Последнюю ночь перед отъездом Ирина Семеновна не спала, она бродила, завернувшись в плед, по квартире, такой родной и будто униженной пустыми стенами и ободранными кое-где обоями и тыкалась в углы, как в воспоминания. Вот здесь мы с Борей впервые поцеловались, а там, у окна, стояла кроватка Костика и мы все боялись, что его продует, а переставить было некуда. Вот его ростовые отметки, подумать только, какой он был маленький, когда-то. А тут чуть вздут паркет, Джек,умница-пес, в младенчестве любил дуть лужи именно тут и нигде больше. Надо же, его уже 5 лет как нет, и метка так и осталась.  А вот тут, в нише у окна всегда стояла елка, каждый год, несмотря ни на что, в семье покупали настоящую новогоднюю елку и если встать в нишу, то почудится еле уловимый еловый дух. "А у меня больше не будет елового Нового года", подумала Ирина Семеновна и горько заплакала. 
В аэропорту группа репатриантов, довольно большая и шумная, держалась вместе, бодро и весело. Многие зачем-то фотографировались на фоне очереди на регистрацию и собственных баулов. "Ириша, не кисни, нас ждут великие дела!", муж обнял Ирина Семеновну и попытался чмокнуть в щечку. Она ненавидела Борю в тот момент примерно с той же силой, с какой всю жизнь его любила.
..."А Костик стал совсем чужой", подумала Ирина Семеновна, глядя на располневшего, грузного сына, с остервенением кидавшего родительские вещи в машину. "Куда вы столько набрали, не в пустыню же ехали, куда я дену весь этот хлам!
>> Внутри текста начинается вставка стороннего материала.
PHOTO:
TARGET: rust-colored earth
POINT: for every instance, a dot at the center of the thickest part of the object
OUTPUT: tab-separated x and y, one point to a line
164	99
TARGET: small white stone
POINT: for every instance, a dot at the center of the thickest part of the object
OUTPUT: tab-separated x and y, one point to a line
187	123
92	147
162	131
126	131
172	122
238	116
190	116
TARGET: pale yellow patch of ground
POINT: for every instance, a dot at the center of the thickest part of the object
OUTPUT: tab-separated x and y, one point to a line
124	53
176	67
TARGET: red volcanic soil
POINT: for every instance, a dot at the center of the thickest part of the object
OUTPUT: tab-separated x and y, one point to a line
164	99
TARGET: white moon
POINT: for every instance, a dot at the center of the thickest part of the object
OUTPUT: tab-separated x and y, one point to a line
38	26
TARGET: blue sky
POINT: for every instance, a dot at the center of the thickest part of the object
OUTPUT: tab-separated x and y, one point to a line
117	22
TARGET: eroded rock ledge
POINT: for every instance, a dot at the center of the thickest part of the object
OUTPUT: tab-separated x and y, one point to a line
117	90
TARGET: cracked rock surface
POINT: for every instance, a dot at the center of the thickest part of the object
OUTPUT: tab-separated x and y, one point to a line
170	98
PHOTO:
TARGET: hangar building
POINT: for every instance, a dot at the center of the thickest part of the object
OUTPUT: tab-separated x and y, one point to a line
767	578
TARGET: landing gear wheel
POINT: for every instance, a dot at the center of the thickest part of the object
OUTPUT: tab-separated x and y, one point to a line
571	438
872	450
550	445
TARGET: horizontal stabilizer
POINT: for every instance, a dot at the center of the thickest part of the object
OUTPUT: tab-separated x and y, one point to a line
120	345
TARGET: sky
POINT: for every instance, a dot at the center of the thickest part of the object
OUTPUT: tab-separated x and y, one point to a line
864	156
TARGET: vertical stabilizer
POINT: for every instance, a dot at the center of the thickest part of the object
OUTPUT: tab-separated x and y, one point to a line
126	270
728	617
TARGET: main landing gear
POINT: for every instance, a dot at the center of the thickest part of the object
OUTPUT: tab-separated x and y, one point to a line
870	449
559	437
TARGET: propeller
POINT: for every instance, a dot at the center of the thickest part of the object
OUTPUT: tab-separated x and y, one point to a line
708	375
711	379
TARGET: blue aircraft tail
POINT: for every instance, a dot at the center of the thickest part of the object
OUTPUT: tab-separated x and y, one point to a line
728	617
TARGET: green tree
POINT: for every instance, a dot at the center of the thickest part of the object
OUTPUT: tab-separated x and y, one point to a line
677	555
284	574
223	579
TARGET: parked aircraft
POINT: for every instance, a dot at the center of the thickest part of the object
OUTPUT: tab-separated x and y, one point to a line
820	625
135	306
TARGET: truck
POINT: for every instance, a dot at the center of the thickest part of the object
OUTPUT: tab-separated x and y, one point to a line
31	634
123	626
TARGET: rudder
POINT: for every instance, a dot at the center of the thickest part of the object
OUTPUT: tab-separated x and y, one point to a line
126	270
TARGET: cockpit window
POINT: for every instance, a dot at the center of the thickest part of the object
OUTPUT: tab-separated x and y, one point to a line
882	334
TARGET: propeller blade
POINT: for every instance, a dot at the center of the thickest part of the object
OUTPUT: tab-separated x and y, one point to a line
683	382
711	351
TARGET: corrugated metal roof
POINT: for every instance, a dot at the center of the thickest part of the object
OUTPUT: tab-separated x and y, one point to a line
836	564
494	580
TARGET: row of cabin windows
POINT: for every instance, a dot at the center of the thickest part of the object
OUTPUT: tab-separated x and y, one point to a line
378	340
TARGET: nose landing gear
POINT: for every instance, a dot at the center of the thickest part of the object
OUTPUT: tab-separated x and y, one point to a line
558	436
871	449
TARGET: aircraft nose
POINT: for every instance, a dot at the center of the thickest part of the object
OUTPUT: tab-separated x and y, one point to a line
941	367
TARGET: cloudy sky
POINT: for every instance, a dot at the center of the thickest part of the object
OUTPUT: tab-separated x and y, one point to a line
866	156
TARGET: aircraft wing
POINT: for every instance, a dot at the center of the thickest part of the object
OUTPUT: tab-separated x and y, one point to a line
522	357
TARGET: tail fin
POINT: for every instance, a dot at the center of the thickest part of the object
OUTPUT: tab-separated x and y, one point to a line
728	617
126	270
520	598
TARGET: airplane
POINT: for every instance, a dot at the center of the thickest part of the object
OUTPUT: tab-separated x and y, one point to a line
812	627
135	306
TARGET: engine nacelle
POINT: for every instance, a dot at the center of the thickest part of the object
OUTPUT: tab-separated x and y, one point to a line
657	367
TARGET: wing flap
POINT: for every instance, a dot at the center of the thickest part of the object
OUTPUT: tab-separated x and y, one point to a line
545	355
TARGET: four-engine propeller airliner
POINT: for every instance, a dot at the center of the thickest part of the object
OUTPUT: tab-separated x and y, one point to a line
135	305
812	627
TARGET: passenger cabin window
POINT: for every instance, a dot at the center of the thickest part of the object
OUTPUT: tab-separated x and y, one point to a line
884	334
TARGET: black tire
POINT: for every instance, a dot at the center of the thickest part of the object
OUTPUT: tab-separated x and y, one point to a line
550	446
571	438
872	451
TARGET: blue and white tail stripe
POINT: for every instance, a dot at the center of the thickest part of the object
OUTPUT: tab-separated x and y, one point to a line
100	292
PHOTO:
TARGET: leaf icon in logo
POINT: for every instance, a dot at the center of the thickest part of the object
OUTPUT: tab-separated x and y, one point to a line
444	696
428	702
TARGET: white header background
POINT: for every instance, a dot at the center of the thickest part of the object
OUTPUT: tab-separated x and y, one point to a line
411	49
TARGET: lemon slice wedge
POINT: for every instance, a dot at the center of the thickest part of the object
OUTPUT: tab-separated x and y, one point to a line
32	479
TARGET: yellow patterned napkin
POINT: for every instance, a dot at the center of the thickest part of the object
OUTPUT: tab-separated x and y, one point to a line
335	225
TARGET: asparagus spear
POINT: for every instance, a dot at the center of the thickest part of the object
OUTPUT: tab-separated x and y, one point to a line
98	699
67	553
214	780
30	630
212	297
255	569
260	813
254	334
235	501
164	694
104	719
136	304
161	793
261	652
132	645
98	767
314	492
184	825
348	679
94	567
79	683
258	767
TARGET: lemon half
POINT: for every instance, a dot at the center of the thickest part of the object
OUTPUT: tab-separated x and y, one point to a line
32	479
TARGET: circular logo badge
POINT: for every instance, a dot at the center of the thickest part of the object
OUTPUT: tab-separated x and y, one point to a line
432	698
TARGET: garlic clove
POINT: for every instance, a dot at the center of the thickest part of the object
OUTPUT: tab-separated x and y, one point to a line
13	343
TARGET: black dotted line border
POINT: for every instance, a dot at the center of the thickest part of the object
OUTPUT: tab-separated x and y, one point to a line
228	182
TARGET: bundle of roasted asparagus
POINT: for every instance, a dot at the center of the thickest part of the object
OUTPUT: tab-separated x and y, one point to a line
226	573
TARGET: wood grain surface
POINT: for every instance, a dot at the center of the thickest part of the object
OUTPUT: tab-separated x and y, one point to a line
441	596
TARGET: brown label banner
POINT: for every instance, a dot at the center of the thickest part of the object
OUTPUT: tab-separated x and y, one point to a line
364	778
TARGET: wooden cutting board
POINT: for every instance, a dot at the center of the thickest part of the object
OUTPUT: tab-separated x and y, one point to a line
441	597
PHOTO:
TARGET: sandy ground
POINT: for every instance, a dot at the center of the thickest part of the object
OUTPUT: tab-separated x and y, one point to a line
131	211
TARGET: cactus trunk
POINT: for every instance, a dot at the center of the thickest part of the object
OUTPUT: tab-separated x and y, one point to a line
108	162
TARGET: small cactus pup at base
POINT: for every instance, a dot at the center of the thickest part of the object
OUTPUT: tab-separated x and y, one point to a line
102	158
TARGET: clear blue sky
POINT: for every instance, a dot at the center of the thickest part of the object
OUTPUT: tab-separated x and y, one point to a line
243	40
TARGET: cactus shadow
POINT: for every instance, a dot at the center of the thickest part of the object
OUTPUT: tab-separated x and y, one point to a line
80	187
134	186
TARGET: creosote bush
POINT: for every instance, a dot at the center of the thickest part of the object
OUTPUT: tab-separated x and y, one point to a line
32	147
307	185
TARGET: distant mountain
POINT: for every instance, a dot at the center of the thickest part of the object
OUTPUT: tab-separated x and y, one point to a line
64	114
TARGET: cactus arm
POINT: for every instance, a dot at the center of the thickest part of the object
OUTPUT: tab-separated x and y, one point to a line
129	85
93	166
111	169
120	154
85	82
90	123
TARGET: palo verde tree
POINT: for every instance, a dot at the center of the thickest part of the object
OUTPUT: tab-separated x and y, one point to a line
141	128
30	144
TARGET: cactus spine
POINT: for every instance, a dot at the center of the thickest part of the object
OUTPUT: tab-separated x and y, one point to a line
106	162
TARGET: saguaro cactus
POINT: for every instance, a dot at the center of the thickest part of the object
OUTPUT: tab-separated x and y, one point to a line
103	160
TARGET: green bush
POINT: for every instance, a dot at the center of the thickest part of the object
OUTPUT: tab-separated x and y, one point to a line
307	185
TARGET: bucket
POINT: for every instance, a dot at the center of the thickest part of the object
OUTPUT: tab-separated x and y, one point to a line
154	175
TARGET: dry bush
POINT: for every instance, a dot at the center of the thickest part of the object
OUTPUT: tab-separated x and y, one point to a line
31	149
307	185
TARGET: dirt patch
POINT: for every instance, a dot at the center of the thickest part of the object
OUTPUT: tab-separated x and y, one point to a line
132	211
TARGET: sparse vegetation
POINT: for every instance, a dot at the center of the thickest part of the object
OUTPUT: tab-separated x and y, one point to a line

Мама, ну зачем тебе тут плед, да еще такой древний, тут зимой-то ниже 20 не бывает. Вон помойка, давай выброшу вместе с дырявой этой кошелкой!".  Ирина Семеновна молча вытряхнула плед на сидение машины, достала из сумочки пакет, упаковала туда плед и демонстративно положила его рядом с собой. Ее мужчины смирились.
Вечного праздника не вышло. Борис Викторович бесконечно ругался с сыном, ему казалось, что Костя недостаточно внимателен к родителям и как-то не приходило в голову, что у сына своя семья. Язык ему давался трудно, общаться было не с кем, он хандрил и все чаще вспоминал родной город очень теплыми словами. Ирина Семеновна честно пыталась прижиться. Она более-менее сносно выучила язык, полюбила покупать манго к завтраку и обрела если не подруг, но каких-никаких приятельниц. Даже Новый год без елки, но с пальмой, пережила вполне сносно. Но тосковала по родным улицам и давним подругам все сильнее.
Через год стало понятно, что ТАМ им хуже, чем дома, несмотря на близость сына, общение с внуками, прекрасную медицину и солнце круглый год. Борис Викторович не вылезал из гипертонических кризов, а Ирина Семеновна стала непривычно грустной, будто ушедшей в себя. Первым не выдержал Борис Викторович,  отодвинув  однажды утром от себя тарелку с опостылевшим манго, он посмотрел на жену больными глазами и сказал "Ир, а может вернемся?"
В первую ночь в своей новой - старой квартире, Ирина Семеновна и Борис Викторович спали, укрывшись тем самым, ирано-иракским пледом и были абсолютно счастливы. Они были дома.